Tinha acabado de chegar do Rio Sul com as sacolas ainda na mão quando as minhas amigas já estavam aqui em casa, me esperando para a nossa reunião de sempre. Mal tinha me sentado quando o telefone tocou: era uma fonte minha lá no Congresso, e o recado era urgente. Na próxima quinta-feira, dia 14 de maio, às dez da manhã, a Câmara dos Deputados recebe uma audiência pública para discutir os impactos sanitários, ambientais, econômicos e jurídicos do comércio de peles de jumentos no Brasil, com pressão total pela votação do PL 2387/2022, parado na CCJ desde 2022.

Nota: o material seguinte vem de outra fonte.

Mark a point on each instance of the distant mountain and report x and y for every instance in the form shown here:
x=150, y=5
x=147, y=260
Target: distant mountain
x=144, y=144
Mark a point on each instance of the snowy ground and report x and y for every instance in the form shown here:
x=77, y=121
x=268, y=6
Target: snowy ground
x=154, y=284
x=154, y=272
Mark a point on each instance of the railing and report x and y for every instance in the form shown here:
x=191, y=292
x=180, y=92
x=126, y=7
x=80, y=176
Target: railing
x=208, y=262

A iniciativa é do deputado Célio Studart, do PSD do Ceará, e o objetivo declarado é ampliar o debate público sobre um comércio que afeta bem-estar animal, saúde pública e sustentabilidade, além de pavimentar os caminhos legislativos para uma decisão definitiva sobre o tema. A audiência reunirá representantes do governo, pesquisadores e organizações da sociedade civil, entre elas o Fórum Nacional de Proteção e Defesa Animal e a ONG internacional The Donkey Sanctuary. Patricia Tatemoto, doutora em Ciências pela USP e coordenadora de campanhas das Américas da organização, já declarou que levar o tema ao Congresso é fundamental para que as decisões sejam baseadas em evidências reais, não em interesses comerciais.

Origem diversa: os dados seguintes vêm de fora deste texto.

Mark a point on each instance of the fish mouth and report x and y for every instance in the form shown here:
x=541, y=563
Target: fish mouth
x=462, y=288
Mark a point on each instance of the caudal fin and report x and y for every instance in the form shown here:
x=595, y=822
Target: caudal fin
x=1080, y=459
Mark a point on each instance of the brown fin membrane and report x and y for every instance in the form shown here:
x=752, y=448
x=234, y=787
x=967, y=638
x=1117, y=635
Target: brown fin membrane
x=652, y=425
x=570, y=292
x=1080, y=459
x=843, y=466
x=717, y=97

E os números, minha gente, são de deixar qualquer pessoa de cabelo em pé. As peles dos jumentos abatidos no Brasil vão majoritariamente para a China, onde são processadas na extração de colágeno para a produção do ejiao, produto da medicina tradicional chinesa que promete vigor e rejuvenescimento sem qualquer comprovação científica de eficácia. A demanda anual por peles naquele país gira em torno de 5,9 milhões de unidades, com projeções da The Donkey Sanctuary indicando que esse número pode superar 6,8 milhões até 2027. Como a China esgotou sua própria população do animal, passou a importar de países como o Brasil.

O resultado dessa pressão sobre o rebanho brasileiro é o que especialistas chamam, sem eufemismo, de colapso populacional. Dados reunidos pela FAO, pelo IBGE e pelo Agrostat mostram que a população de jumentos no país despencou 94% entre 1996 e 2024, uma devastação que pesquisadores nacionais e internacionais descrevem como uma “tragédia dos comuns”: a exploração descontrolada de um recurso natural ameaça não apenas a espécie, mas também os meios de subsistência de comunidades rurais inteiras no Nordeste, onde o jumento sempre foi ferramenta de trabalho e símbolo de resistência.

Desliguei o telefone, olhei para as minhas amigas e disse: isso precisa ir para a coluna agora. O Brasil tem uma chance real de acabar com essa sangria, e o Congresso precisa votar. O PL 2387/2022 existe desde 2022 e ainda não saiu do papel. Quinta-feira é o momento de pressionar, e quem acompanha essa pauta sabe que audiência pública sem votação é enfeite. Que os deputados façam o que têm que fazer.